Und jetzt war der Fernseher total kaputt. Aber so ungemein schlimm fand Werner das auch nicht. Diese ganzen neuen Sendungen waren sowieso nichts für ihn. Informationen über Weltpolitik oder dergleichen holte er sich aus der Tageszeitung, die er jeden Samstag kaufte. Eigentlich informeirte er sich nur, um überhaupt irgendetwas zu tun.

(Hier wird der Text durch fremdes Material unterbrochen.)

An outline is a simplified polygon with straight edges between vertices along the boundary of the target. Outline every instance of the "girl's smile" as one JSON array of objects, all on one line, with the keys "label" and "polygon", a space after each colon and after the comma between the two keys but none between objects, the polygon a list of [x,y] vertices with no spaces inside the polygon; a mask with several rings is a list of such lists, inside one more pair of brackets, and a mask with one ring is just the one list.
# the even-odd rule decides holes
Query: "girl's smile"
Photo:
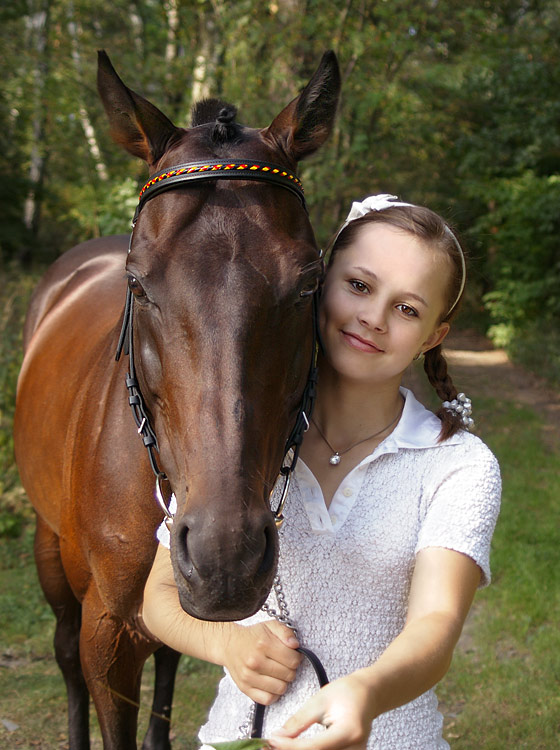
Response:
[{"label": "girl's smile", "polygon": [[357,333],[351,333],[350,331],[341,331],[341,334],[348,346],[353,349],[358,349],[358,351],[369,352],[372,354],[383,353],[383,349],[381,349],[381,347],[376,346],[373,341],[366,340],[362,336],[359,336]]}]

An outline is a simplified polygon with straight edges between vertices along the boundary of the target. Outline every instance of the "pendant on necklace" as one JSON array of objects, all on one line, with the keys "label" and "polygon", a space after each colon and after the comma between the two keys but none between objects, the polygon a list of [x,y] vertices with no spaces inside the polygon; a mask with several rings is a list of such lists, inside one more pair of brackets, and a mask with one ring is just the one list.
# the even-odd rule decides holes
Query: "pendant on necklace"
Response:
[{"label": "pendant on necklace", "polygon": [[331,466],[338,466],[338,464],[340,463],[340,456],[338,452],[332,454],[332,456],[329,458],[329,463]]}]

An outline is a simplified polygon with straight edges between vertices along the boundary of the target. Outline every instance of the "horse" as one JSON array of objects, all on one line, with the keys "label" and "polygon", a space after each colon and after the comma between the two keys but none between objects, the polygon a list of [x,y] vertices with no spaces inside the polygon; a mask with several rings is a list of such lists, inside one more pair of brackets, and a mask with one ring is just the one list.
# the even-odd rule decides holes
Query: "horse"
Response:
[{"label": "horse", "polygon": [[[296,166],[327,139],[339,89],[327,52],[268,127],[211,99],[181,128],[98,54],[112,136],[149,178],[130,235],[78,245],[40,281],[14,421],[72,750],[90,747],[90,696],[105,750],[136,747],[154,652],[154,708],[169,715],[178,655],[139,614],[163,518],[190,615],[244,618],[270,590],[269,496],[309,408],[322,274]],[[169,747],[153,717],[143,748]]]}]

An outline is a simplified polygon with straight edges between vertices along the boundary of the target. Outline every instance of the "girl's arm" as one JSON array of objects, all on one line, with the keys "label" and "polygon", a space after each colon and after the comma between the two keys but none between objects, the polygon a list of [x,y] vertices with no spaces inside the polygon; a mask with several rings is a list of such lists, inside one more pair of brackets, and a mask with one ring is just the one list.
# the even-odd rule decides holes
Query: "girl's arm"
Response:
[{"label": "girl's arm", "polygon": [[264,705],[283,695],[301,660],[293,631],[276,620],[245,627],[188,615],[179,602],[169,550],[161,544],[146,581],[141,615],[157,640],[227,667],[239,689]]},{"label": "girl's arm", "polygon": [[[270,739],[277,750],[358,750],[372,721],[417,698],[447,672],[480,581],[471,558],[442,548],[417,555],[406,624],[370,667],[326,685]],[[327,731],[297,736],[318,722]]]}]

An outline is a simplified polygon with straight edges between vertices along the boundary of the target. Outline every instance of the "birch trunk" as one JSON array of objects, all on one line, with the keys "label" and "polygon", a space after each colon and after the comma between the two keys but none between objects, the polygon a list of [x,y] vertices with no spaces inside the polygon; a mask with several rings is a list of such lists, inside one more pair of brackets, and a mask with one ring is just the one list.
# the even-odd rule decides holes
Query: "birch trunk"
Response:
[{"label": "birch trunk", "polygon": [[221,49],[219,29],[214,18],[216,12],[219,12],[218,6],[212,12],[207,6],[203,6],[198,12],[199,45],[193,69],[192,103],[220,95],[216,81]]},{"label": "birch trunk", "polygon": [[35,104],[31,124],[32,146],[29,157],[29,191],[23,206],[23,223],[29,232],[31,244],[22,248],[19,253],[19,260],[23,264],[29,264],[31,261],[31,246],[39,232],[41,192],[47,160],[45,148],[47,121],[45,87],[49,72],[47,37],[50,19],[50,0],[42,0],[37,6],[36,8],[31,8],[31,13],[26,19],[29,46],[33,49],[35,57],[33,71]]},{"label": "birch trunk", "polygon": [[[76,23],[74,19],[72,18],[74,14],[74,9],[72,5],[70,5],[68,12],[70,15],[70,21],[68,22],[68,33],[70,34],[70,40],[72,42],[72,60],[74,62],[74,67],[76,68],[77,79],[78,81],[81,81],[82,80],[82,58],[80,55],[80,45],[79,45],[79,37],[81,36],[81,29],[80,29],[79,24]],[[90,116],[83,102],[80,103],[80,107],[78,110],[78,117],[80,119],[80,123],[82,125],[82,129],[86,137],[86,142],[88,144],[91,158],[93,159],[93,163],[95,164],[95,171],[97,172],[99,179],[102,180],[103,182],[106,182],[109,179],[107,167],[105,166],[105,163],[101,156],[101,150],[99,149],[99,144],[97,142],[95,129],[93,125],[91,124]]]}]

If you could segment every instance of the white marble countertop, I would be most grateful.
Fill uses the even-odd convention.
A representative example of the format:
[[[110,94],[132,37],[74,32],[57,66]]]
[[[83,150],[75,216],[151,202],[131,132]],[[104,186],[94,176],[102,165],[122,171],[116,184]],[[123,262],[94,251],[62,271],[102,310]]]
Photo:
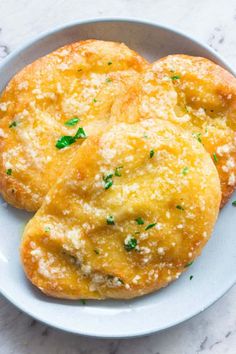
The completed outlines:
[[[0,60],[54,26],[118,15],[181,29],[208,43],[236,69],[235,0],[0,0]],[[235,354],[235,300],[236,286],[175,328],[138,339],[100,340],[48,328],[0,296],[0,354]]]

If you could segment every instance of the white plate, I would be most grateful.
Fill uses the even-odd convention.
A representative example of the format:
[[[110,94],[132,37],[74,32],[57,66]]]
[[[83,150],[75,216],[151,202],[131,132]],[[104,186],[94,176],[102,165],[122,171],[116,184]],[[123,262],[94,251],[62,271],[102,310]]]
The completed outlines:
[[[44,34],[9,55],[0,66],[0,91],[26,64],[66,43],[87,38],[125,42],[150,60],[185,53],[204,56],[227,67],[209,48],[155,24],[87,21]],[[79,301],[50,299],[28,283],[20,265],[20,237],[30,215],[6,207],[2,200],[0,204],[0,291],[24,312],[65,331],[113,338],[157,332],[203,311],[236,281],[236,208],[229,202],[220,213],[202,256],[167,288],[130,301],[87,301],[83,305]],[[191,281],[190,275],[194,276]]]

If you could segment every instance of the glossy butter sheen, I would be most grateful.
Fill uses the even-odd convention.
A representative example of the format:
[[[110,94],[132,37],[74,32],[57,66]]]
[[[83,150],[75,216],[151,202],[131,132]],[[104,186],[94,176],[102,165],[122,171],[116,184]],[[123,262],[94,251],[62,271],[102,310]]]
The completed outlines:
[[[201,253],[220,199],[216,168],[191,134],[162,120],[118,124],[82,144],[28,223],[25,272],[55,297],[150,293]]]
[[[0,98],[0,192],[15,207],[36,211],[83,139],[104,130],[112,104],[146,65],[121,43],[87,40],[68,44],[20,71]],[[65,123],[78,117],[74,126]],[[11,170],[11,174],[7,170]]]

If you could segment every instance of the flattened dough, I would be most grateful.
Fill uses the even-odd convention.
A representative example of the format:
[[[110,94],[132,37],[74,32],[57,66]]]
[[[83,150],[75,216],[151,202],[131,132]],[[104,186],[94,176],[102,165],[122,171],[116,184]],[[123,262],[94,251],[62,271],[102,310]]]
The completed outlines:
[[[88,40],[66,45],[19,72],[0,98],[0,192],[7,202],[37,210],[78,144],[57,149],[79,127],[104,130],[111,106],[146,61],[124,44]],[[75,125],[65,125],[72,118]]]
[[[116,119],[158,117],[189,130],[218,170],[223,206],[236,186],[236,79],[205,58],[170,55],[119,98]]]
[[[88,138],[28,223],[29,280],[68,299],[133,298],[166,286],[201,253],[221,199],[191,134],[162,120]]]

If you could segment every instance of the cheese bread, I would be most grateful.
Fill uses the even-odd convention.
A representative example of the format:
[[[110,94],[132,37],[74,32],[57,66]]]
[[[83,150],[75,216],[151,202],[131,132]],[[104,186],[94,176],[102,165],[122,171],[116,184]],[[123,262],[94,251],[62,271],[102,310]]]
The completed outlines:
[[[26,226],[25,273],[59,298],[150,293],[201,253],[220,199],[191,133],[158,119],[120,123],[86,139]]]

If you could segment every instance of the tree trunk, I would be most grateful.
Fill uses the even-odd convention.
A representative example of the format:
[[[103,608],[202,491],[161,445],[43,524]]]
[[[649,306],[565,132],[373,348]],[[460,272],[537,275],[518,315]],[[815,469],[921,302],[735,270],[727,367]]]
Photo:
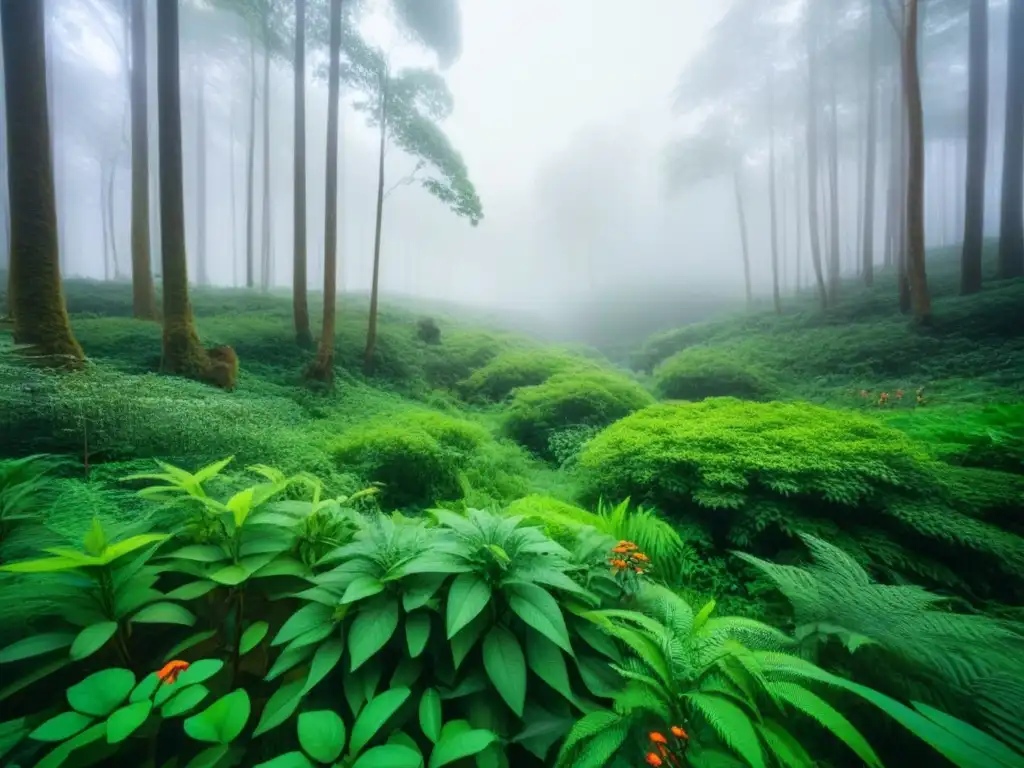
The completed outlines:
[[[377,291],[380,280],[380,230],[384,214],[384,151],[388,130],[388,77],[381,78],[380,96],[380,150],[377,167],[377,222],[373,236],[373,281],[370,286],[370,322],[366,329],[366,351],[363,353],[363,372],[373,372],[373,350],[377,345]]]
[[[14,341],[41,362],[76,367],[82,348],[71,333],[60,277],[53,156],[46,97],[42,3],[0,2],[10,194],[10,293]]]
[[[100,223],[103,226],[103,280],[110,282],[114,279],[114,270],[111,268],[113,259],[110,257],[110,217],[107,216],[107,163],[100,159]]]
[[[160,115],[160,254],[163,272],[165,373],[202,379],[209,358],[199,342],[188,297],[185,200],[181,163],[178,3],[157,3],[157,104]]]
[[[969,35],[970,89],[967,98],[965,189],[967,210],[964,219],[963,251],[960,255],[960,293],[964,295],[981,290],[981,256],[985,227],[985,158],[988,139],[988,0],[971,0]]]
[[[817,56],[815,55],[814,38],[814,3],[808,6],[807,13],[807,226],[811,238],[811,263],[814,266],[814,279],[818,284],[818,297],[821,308],[828,307],[828,294],[825,292],[825,277],[821,272],[821,239],[818,223],[818,88],[817,88]]]
[[[107,200],[107,228],[110,232],[110,263],[113,267],[114,279],[117,280],[121,277],[121,260],[117,255],[117,227],[116,217],[114,216],[114,179],[117,174],[117,152],[115,152],[110,160],[108,166],[109,171],[107,173],[107,187],[103,191],[106,195]]]
[[[796,290],[803,288],[804,217],[800,203],[800,158],[793,152],[793,213],[796,216]]]
[[[146,88],[146,4],[131,13],[132,120],[132,315],[156,320],[156,293],[149,256],[149,112]]]
[[[292,254],[292,311],[295,341],[313,346],[306,292],[306,0],[295,3],[295,224]]]
[[[743,209],[743,186],[740,179],[740,161],[737,161],[732,174],[733,190],[736,193],[736,216],[740,226],[740,246],[743,249],[743,286],[747,297],[747,306],[754,301],[750,285],[750,246],[747,241],[747,216]]]
[[[931,296],[925,270],[924,240],[924,110],[921,105],[921,77],[918,71],[918,0],[907,3],[903,39],[903,94],[907,107],[907,279],[914,319],[930,323]],[[1019,206],[1018,206],[1019,207]]]
[[[772,237],[772,301],[775,311],[782,313],[779,297],[779,225],[775,200],[775,78],[768,72],[768,213]],[[748,278],[749,280],[749,278]]]
[[[251,32],[251,30],[250,30]],[[253,239],[256,236],[253,222],[255,199],[256,166],[256,38],[249,36],[249,146],[246,157],[245,177],[245,287],[256,285],[256,250]]]
[[[327,179],[324,191],[324,322],[316,359],[306,376],[334,382],[334,320],[338,243],[338,79],[341,70],[341,0],[331,0],[330,65],[327,73]]]
[[[1010,0],[999,277],[1024,275],[1024,0]]]
[[[861,230],[861,275],[864,285],[875,282],[875,167],[878,158],[878,3],[871,3],[871,42],[868,59],[868,125],[864,158],[864,218]]]
[[[231,285],[237,287],[239,282],[238,269],[238,191],[237,169],[235,168],[235,98],[231,95],[231,110],[228,117],[228,168],[231,173]]]
[[[199,285],[209,285],[206,237],[206,73],[200,57],[196,66],[196,265]]]
[[[260,224],[263,230],[262,262],[263,290],[270,290],[273,284],[273,253],[270,226],[270,4],[263,0],[263,215]]]
[[[830,31],[836,31],[836,10],[829,12]],[[839,298],[839,277],[842,272],[841,254],[839,250],[839,66],[838,56],[829,58],[829,123],[828,123],[828,158],[829,158],[829,265],[828,265],[828,300],[835,304]]]

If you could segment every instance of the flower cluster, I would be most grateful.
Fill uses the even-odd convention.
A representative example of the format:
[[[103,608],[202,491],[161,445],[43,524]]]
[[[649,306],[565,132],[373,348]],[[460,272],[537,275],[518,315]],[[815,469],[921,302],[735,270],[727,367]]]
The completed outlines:
[[[608,558],[608,564],[615,573],[630,572],[643,575],[650,570],[651,559],[632,541],[620,541],[612,549],[612,556]]]
[[[673,737],[671,743],[663,733],[651,731],[647,734],[653,747],[644,758],[648,765],[659,768],[662,765],[681,766],[683,764],[683,755],[686,754],[686,747],[689,746],[690,736],[680,725],[673,725],[670,733]]]

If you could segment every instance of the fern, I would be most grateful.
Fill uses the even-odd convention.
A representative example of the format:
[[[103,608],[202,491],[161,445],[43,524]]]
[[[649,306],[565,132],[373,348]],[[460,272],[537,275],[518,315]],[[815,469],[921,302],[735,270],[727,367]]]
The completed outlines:
[[[766,765],[754,721],[729,699],[713,693],[688,693],[686,700],[718,736],[753,768]]]
[[[814,768],[811,756],[778,722],[766,719],[755,727],[782,768]]]

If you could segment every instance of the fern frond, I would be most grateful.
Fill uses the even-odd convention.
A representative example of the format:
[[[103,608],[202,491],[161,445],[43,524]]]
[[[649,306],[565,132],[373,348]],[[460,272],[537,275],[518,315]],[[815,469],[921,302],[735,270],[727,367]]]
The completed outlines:
[[[665,702],[661,690],[640,680],[630,680],[615,694],[616,714],[629,717],[637,712],[649,712],[662,722],[672,721],[672,709]]]
[[[769,719],[757,723],[756,728],[782,768],[814,768],[807,750],[781,724]]]
[[[754,729],[755,721],[737,704],[710,693],[688,693],[686,700],[730,749],[753,768],[765,768],[764,751]]]

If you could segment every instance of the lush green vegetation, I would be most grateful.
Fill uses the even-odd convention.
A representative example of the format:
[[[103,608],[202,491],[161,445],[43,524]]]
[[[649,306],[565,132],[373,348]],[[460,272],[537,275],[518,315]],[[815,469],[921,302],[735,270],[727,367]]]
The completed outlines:
[[[638,373],[385,306],[366,376],[352,298],[330,390],[286,298],[197,291],[233,392],[68,295],[90,364],[0,359],[5,764],[1024,764],[1020,284]]]

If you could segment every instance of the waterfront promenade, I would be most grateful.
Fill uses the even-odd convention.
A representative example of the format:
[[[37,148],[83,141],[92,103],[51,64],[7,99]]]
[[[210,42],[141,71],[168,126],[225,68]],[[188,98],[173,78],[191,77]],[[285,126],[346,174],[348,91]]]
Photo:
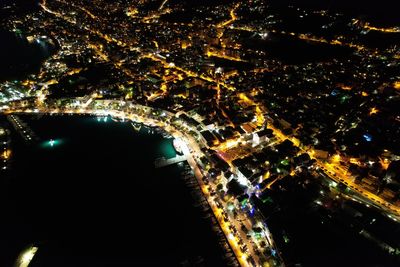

Denn andere Leute, wie zum Beispiel seine Nachbar anzusprechen, traute er sich auch nicht mehr, seitdem diese ihn gefragt hatten, wann er sich denn entschließen würde, endlich ins Altersheim zu ziehen… heutzutage waren alle so mürrisch.
Nachdem er seine geschwollenen Waden massiert hatte und die Durchblutung seiner Beine nach einigen Minuten wieder einsetzte, erhob sich Werner und wackelte mit den Worten „Jaja, ich bin schon fast da…“, den Flur hinauf.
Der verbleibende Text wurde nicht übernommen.